“On Getting the Phone Call That My Son Had Rolled His Jeep, Good Friday 2019” by dee Hobsbawn-Smith

It plays like a Tarantino film: establishing shot of the long gravel road,
dust spiraling, blue-sky hawk soaring above a car in the distance.

Tighten to a close-up of the car’s velour seat covers, ashtray overflowing,
coffee cups perched on dashboard. The soundtrack bursts

through the speakers, funkytime bass blending of hiphop, rap, techno.
Cut to the gravel spitting, dust tornadoing, hawk departing

as the car scissors back and forth, a wild toboggan ride careening
the road’s width and back again,

the weave of tracks, the cluster of divots in the new spring grass,
the sloping verge, not a gorge but enough incline

to send the car into a double barrel roll. Tighten the shot
along the serpentine pattern to the spin, the topple, the rollover.

Then a slo-mo take: wallets, phones, cigarette butts and coffee cups and coins
cascading around them in a hail of the quotidian.

Pan the emergency ward’s waiting room while x-rays pulse
over his shoulder joints, over her gnathic and neck regions.

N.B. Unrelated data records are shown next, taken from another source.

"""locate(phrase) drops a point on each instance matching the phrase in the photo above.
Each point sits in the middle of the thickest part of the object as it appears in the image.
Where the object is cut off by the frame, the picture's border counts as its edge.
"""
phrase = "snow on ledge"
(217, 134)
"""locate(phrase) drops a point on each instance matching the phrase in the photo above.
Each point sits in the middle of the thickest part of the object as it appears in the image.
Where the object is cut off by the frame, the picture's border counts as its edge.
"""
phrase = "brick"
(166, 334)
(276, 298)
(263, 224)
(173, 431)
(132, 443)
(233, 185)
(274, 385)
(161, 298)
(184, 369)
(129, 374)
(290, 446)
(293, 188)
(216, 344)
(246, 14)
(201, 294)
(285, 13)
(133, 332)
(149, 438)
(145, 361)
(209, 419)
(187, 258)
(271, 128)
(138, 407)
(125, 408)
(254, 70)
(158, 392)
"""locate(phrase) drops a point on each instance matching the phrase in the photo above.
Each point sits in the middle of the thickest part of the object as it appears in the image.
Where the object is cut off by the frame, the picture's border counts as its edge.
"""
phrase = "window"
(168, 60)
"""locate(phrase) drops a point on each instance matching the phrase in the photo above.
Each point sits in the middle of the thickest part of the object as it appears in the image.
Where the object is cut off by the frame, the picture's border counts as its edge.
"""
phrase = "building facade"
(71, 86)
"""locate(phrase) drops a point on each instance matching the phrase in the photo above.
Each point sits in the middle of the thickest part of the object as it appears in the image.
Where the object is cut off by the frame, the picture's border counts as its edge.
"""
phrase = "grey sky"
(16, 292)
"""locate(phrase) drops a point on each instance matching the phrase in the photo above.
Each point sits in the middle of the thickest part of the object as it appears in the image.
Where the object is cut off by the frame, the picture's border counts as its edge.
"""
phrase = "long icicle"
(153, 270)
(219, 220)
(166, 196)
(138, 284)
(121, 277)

Flashback to them lying sideways, windshield glass showering
onto their captive bodies. Alone on a country road,

no cavalry charge, no white knight. Zoom in
on their faces. The screams fading

as they unclasp seatbelts and tumble together. As they lean
their panic into the door above them, force its ruined hinges.

As they crawl out and collapse intact on the grass.
Fade to the tires of the toppled Jeep spinning in the spring wind.